When Health and Human Services Secretary Kathleen Sebelius announces the release of the first draft of the federal regulations governing ObamaCare's health insurance exchanges this morning, she'll do so in front of Frager's Hardware, a 90 year old hardware store on Pennsylvania Ave. in Washington. The official White House spin on the insurance exchanges is that they're marketplaces that "will offer affordable high-quality health insurance options" for families and "for small businesses that cannot afford small group health insurance." No doubt Sebelius will make similar claims today.
But the administration and the law's backers have had quite a bit of trouble getting individuals and business owners to buy this argument. Among the small business owners who aren't so sure about administration's line: the owner of Frager's. Kaiser Health News reports:
John Weintraub, the store's co-owner, is one of [the skeptics]. "I am not confident at all that Obamacare will lower my costs," Weintraub told KHN Friday. "It seems like whenever the government does get involved in something like this, it never works out."
…Like many employers, Frager's has struggled to keep pace with the rising cost of providing health insurance to its workers, Weintraub said. His store on Pennsylvania Avenue pays half the cost of coverage for its 25 full-time employees and dependents. He's been able to control some of the increase in premiums by raising the annual deductible on employees from $1,000 to $2,500. The store, though, helps pick up that extra deductible cost for employees. "We constantly have to find creative ways to keep the costs down," he said.
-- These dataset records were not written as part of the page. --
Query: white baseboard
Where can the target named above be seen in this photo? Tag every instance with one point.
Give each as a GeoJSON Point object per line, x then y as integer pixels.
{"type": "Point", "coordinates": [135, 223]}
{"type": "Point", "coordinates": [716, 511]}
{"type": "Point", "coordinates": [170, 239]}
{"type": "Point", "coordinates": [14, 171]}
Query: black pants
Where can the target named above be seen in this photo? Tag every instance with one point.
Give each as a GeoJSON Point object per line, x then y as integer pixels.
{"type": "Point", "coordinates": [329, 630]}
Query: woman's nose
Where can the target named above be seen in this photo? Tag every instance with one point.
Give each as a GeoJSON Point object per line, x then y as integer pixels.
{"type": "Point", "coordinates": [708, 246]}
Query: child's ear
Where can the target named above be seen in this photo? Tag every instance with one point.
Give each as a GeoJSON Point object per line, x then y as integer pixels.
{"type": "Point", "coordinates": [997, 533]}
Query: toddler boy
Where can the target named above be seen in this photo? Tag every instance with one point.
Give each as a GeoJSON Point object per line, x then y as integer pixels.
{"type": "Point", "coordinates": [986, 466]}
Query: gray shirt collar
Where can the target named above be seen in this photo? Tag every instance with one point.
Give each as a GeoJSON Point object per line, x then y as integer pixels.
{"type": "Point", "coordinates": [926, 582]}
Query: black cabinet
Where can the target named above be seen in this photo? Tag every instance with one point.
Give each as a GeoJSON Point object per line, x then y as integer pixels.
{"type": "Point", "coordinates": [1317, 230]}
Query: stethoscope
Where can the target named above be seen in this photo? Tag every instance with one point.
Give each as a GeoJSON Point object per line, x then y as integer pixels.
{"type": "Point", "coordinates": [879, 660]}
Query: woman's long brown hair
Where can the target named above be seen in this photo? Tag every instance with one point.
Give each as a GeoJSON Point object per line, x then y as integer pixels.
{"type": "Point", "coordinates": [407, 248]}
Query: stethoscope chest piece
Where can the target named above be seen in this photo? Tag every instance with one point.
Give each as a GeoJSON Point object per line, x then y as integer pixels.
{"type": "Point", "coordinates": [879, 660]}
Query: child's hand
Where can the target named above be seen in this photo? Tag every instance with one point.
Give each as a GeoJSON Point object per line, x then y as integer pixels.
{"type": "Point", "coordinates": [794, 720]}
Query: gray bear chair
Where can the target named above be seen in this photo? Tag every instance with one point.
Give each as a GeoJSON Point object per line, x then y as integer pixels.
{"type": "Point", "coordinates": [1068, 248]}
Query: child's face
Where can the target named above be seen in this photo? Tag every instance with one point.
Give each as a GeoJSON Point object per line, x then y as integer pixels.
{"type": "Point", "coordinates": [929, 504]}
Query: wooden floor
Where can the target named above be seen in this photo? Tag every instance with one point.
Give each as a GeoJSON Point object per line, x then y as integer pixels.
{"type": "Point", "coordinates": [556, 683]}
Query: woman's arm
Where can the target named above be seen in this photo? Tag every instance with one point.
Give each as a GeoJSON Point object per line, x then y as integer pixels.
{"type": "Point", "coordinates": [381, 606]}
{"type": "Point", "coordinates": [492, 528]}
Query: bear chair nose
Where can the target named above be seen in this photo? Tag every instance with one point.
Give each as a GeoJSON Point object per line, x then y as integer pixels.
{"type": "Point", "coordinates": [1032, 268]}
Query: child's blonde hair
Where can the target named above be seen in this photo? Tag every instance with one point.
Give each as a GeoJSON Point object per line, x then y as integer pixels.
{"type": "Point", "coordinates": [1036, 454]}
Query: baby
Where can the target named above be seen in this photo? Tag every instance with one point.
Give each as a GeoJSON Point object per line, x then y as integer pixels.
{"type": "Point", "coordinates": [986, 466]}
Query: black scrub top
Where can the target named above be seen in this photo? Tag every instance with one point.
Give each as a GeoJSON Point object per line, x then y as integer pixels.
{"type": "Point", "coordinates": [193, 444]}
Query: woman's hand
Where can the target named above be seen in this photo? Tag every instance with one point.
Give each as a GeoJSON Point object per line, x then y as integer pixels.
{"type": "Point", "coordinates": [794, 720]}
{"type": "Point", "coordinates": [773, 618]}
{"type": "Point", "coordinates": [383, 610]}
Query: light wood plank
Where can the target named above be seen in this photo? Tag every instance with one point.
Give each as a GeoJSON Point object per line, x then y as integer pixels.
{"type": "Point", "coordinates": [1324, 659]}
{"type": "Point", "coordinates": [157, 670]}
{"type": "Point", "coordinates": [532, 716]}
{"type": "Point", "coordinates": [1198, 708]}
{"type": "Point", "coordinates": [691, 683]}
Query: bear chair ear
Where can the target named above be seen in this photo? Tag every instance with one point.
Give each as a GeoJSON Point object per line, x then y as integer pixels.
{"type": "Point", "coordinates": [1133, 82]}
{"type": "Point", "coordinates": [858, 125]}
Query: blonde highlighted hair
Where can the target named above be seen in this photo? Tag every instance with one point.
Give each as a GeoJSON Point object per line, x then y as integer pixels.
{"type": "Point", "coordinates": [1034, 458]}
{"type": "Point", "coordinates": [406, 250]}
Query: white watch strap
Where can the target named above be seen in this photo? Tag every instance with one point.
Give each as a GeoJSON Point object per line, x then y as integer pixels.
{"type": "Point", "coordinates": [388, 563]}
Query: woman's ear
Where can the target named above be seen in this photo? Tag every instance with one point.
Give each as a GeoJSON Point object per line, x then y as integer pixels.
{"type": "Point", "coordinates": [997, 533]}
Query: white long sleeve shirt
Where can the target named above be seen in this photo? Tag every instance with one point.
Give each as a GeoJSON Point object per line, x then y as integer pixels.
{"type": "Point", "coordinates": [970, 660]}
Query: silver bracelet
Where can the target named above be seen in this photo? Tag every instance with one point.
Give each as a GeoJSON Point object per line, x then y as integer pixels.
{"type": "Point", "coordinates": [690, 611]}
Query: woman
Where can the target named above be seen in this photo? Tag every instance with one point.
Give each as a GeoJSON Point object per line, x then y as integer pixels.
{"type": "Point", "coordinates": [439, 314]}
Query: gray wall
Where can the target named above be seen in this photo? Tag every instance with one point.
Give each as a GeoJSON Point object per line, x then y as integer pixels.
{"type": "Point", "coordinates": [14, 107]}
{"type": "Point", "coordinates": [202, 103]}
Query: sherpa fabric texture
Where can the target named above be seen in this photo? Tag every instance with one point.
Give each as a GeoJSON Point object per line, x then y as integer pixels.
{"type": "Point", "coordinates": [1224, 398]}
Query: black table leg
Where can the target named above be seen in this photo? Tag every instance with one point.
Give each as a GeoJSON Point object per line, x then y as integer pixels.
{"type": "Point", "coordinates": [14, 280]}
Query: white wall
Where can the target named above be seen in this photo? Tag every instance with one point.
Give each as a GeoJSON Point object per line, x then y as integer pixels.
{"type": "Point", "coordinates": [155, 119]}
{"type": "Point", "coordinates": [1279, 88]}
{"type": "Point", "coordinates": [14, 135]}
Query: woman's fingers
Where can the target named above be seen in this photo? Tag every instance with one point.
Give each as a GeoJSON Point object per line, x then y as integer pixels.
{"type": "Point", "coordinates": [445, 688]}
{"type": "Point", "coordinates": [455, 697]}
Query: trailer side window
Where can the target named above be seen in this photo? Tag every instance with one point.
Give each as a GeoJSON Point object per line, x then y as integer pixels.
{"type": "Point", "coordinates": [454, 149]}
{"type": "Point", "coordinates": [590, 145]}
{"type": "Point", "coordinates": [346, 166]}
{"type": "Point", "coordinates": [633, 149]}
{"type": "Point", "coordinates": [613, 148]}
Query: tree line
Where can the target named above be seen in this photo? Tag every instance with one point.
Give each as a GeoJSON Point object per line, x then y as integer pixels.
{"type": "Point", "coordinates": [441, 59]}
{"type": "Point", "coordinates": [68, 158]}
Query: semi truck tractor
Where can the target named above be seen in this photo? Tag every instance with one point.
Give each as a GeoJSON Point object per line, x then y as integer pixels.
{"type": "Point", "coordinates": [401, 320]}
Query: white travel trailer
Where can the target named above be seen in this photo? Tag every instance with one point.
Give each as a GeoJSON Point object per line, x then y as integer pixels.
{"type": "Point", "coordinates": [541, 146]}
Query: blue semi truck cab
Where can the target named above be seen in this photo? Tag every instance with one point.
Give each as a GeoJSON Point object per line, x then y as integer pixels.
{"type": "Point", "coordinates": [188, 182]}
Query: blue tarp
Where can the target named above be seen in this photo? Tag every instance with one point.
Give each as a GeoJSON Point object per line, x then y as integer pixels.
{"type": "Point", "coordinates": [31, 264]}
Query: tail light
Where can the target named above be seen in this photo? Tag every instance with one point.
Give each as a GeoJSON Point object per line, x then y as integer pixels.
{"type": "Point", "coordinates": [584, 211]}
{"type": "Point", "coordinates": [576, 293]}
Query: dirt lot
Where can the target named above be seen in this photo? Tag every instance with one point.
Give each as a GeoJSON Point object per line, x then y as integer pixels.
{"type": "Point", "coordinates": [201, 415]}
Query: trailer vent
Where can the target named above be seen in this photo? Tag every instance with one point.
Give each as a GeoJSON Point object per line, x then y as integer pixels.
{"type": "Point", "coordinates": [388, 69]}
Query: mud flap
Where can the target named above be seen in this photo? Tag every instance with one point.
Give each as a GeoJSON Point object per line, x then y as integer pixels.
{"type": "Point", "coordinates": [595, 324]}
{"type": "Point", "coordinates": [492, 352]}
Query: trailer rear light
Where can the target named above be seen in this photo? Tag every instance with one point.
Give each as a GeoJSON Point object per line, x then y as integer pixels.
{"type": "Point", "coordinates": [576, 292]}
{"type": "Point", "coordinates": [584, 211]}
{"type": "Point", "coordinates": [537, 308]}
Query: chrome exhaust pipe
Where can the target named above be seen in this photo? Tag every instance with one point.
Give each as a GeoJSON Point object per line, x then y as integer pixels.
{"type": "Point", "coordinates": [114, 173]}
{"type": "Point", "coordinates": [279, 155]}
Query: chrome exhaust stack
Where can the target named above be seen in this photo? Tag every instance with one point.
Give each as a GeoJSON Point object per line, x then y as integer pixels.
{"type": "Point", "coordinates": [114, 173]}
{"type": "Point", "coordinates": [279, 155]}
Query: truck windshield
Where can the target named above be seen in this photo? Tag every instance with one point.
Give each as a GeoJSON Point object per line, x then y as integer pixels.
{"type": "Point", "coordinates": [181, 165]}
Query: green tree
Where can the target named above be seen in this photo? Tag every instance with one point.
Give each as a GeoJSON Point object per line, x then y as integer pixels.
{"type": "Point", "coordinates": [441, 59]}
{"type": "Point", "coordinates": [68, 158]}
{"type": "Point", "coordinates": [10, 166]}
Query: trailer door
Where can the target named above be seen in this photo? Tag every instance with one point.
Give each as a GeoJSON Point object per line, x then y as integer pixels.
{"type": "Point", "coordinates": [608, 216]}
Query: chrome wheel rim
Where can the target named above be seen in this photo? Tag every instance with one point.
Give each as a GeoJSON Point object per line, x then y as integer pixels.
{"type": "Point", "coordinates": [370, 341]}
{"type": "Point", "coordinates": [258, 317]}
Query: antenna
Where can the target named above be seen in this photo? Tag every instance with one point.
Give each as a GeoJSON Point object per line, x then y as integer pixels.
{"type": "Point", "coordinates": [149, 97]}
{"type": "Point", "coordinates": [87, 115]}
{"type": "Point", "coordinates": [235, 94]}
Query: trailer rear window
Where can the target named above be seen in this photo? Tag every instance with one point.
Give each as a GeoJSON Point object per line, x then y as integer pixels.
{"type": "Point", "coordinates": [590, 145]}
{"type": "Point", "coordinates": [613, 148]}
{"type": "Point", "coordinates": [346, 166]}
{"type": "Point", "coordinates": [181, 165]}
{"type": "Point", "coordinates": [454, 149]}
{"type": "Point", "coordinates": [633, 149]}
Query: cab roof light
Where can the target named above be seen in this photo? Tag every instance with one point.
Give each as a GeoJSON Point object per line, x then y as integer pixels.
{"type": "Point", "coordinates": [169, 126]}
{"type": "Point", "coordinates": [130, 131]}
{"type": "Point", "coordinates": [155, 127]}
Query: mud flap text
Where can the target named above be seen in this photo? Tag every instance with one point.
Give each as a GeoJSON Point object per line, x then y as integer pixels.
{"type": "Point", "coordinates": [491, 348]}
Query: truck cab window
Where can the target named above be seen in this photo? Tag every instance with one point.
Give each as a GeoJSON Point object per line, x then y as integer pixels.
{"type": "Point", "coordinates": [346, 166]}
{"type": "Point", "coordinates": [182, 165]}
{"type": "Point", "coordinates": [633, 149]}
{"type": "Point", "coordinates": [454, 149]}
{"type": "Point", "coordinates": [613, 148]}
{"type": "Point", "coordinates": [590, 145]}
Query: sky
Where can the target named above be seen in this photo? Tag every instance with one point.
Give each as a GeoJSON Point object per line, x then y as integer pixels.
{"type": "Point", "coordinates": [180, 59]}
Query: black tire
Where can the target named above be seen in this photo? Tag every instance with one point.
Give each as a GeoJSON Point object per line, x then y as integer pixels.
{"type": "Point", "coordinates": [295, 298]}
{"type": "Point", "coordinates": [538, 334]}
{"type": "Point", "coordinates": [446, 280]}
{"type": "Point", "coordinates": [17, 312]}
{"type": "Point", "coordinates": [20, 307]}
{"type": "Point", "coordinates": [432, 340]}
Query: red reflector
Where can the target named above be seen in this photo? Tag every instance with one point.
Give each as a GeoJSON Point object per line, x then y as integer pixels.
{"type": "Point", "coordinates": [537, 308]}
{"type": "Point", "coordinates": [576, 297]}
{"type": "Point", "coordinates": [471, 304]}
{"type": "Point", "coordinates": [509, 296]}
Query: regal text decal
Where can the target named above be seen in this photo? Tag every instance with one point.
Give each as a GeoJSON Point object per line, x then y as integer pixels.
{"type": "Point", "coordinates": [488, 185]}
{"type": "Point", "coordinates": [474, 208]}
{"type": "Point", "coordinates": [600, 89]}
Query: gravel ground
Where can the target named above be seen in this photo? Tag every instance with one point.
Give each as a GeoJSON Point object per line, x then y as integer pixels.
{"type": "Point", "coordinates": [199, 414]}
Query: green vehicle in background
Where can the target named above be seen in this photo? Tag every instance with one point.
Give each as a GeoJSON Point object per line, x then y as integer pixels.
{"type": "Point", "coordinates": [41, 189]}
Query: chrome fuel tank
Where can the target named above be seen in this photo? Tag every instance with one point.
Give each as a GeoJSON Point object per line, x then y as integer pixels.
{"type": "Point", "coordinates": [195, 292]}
To be sure, Weintraub admits he hasn't followed the debate too closely (rational ignorance!). But Weintraub's less-than-enthusiastic reaction offers a telling illustration of the deep public skepticism that's continued to plague the law—public opinion about the law has gone down steadily since last year—and a reminder of the serious difficulty that the administration has had in making its case so far.
ObamaCare's backers, of course, continue to insist that once the public experiences the law's benefits, they'll come around. But they've been saying this since before the law's passage, and yet with each new round of benefits—the high-risk pools, new preventive care guarantees, coverage for adult dependents—public opinion continues to fall. Consultants who've managed to profit off the law seem to like it, but it's hardly surprising that it's popular among those who've turned the law into a new revenue stream. But maybe that suggests that Weintraub, at least, might finally see some virtue in the law after today. He told KHN that he accepted the booking in hopes that publicity from this morning's event will give his business a boost.